January 26, 2020

Berlingo shows its mettle off-road

Dan Gilkes sits tight as van is put through its paces.

Being thrown around a rally stage in a mildly modified Berlingo van may be an entertaining way to spend the afternoon, especially when the driver is current Finnish World Rally star Esapekka Lappi, but does it have any relevance to the everyday Berlingo user? Well, in some ways, yes, it does.

Citroen is keen to demonstrate the breadth of its latest Berlingo line-up, which now features no less than four trim levels, including Worker. The Berlingo Worker comes with 30mm of additional ground clearance, underbody protection, plus mud and snow tyres. More importantly, it also gets Citroen’s Grip Control system, with Hill Descent Assist, as part of the package. Should you require the additional traction offered by Grip Control, you can specify it on other trim levels, but you won’t get all of the additional off-road equipment or the extra ground clearance.

The system is not new, it’s been offered on Berlingo for several generations. Grip Control incorporates a clever electronic traction control system, with the driver able to set terrain types through a rotary dial in the cab. This includes road, snow, mud and sand, each one altering the relationship between the electronic differential and the braking system, to allow a certain amount of wheel slip and boost traction.

Traction boost

However, this isn’t the only way to get a bit of extra off-road capability on Berlingo. On the Continent, the van can be converted by French company Dangel to provide increased traction in 4×2 form, or be a full-on high-riding 4×4. The 4×2 conversion costs around E2,000, while the 4×4 is closer to an eye-watering E9,000. All of which makes the Berlingo Worker look like conspicuous value for those who only require an occasional traction boost.

Citroen UK won’t be listing the Dangel conversions on its price lists, though LCV product manager Matt Weston admits that if a customer wanted enough of the vans there could be ways to make it so.

Sales growth

At present, his attention is being grabbed by the rapid sales growth of the whole Berlingo range, with more than 8,000 orders from UK customers in the first six months of the year. Of that number almost 80% are the popular Enterprise specification, while 8-10% will be the Worker model. The higher trim Driver van, which should appeal mainly to owner operators, is expected to grab up to 15% of sales, with very few customers now taking the entry-level X trim.

“New Berlingo is doing better than the previous model. Our ambition was for 14,000 Berlingos in 2019,” said Weston.

It’s a similar tale with the latest Dispatch, with 2019 sales targets of 6,000 vans well up on the 5,000 sold in 2018. Right hand drive Dispatch models are already being built at the Vauxhall plant in Luton, shortening lead times for customers. Which is good news if, as expected there is a rush to buy before the end of October.

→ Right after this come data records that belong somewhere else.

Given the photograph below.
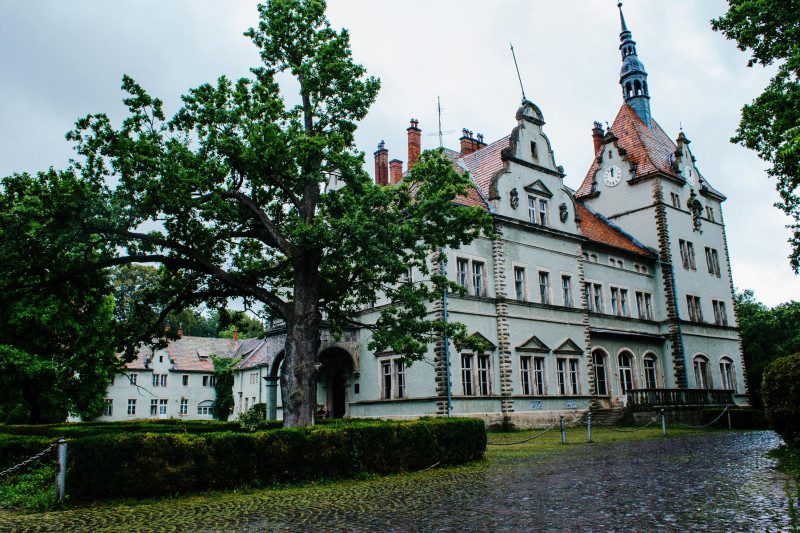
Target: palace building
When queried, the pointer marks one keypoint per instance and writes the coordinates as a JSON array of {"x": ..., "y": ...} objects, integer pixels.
[{"x": 615, "y": 295}]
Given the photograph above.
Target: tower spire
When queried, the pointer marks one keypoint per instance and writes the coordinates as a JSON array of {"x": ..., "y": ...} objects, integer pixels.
[{"x": 633, "y": 77}]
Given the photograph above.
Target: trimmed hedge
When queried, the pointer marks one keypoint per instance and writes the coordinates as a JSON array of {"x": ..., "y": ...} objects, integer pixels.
[
  {"x": 741, "y": 418},
  {"x": 147, "y": 465}
]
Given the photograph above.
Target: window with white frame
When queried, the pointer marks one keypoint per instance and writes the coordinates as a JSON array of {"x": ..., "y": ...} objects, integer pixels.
[
  {"x": 519, "y": 283},
  {"x": 712, "y": 261},
  {"x": 393, "y": 379},
  {"x": 720, "y": 315},
  {"x": 567, "y": 376},
  {"x": 476, "y": 374},
  {"x": 544, "y": 287},
  {"x": 702, "y": 378},
  {"x": 625, "y": 372},
  {"x": 649, "y": 365},
  {"x": 538, "y": 210},
  {"x": 695, "y": 309},
  {"x": 600, "y": 383},
  {"x": 726, "y": 373},
  {"x": 687, "y": 254},
  {"x": 566, "y": 290}
]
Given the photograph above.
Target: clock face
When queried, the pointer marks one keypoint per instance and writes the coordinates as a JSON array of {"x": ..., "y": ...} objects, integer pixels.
[
  {"x": 688, "y": 173},
  {"x": 612, "y": 176}
]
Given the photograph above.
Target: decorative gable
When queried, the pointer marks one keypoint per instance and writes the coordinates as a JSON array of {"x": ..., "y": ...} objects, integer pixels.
[
  {"x": 533, "y": 345},
  {"x": 537, "y": 187},
  {"x": 568, "y": 347}
]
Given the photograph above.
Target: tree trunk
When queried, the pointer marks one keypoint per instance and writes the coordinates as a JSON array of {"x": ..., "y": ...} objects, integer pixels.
[{"x": 299, "y": 378}]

“I would imagine that September is going to be a big month, to avoid the risk of Brexit,” said Weston.

Indeed, Citroen has forward ordered around three months’ worth of vans, to avoid any potential tariffs that may be imposed after the end of October.

That said, the company is expecting to end the year around 6% higher than current SMMT forecasts for the whole van market.

All of Citroen’s vans are now compliant with the Euro 6d emissions regulations and the complete diesel-powered line-up of Berlingo is now on sale. However, while the eight-speed automatic transmission is currently only available on the 180hp engine, it will also be offered with the 120hp motor, where it is expected to become a far more popular choice. Automatic costs around £1,300 on a Berlingo and £1,500 on the larger Dispatch van.

Moving away from diesel power, Citroen has announced the Relay Electric, which will be with dealers towards the end of this year. This will be joined by a Dispatch Electric in mid-2020 and a new version of the Berlingo Electric by early 2021. In both cases, the electric vans will be offered in a range of models, with two battery packs to offer two driving ranges.

While we may be some way off an electric rally car, Citroen is keen to provide a range that has something for every job requirement.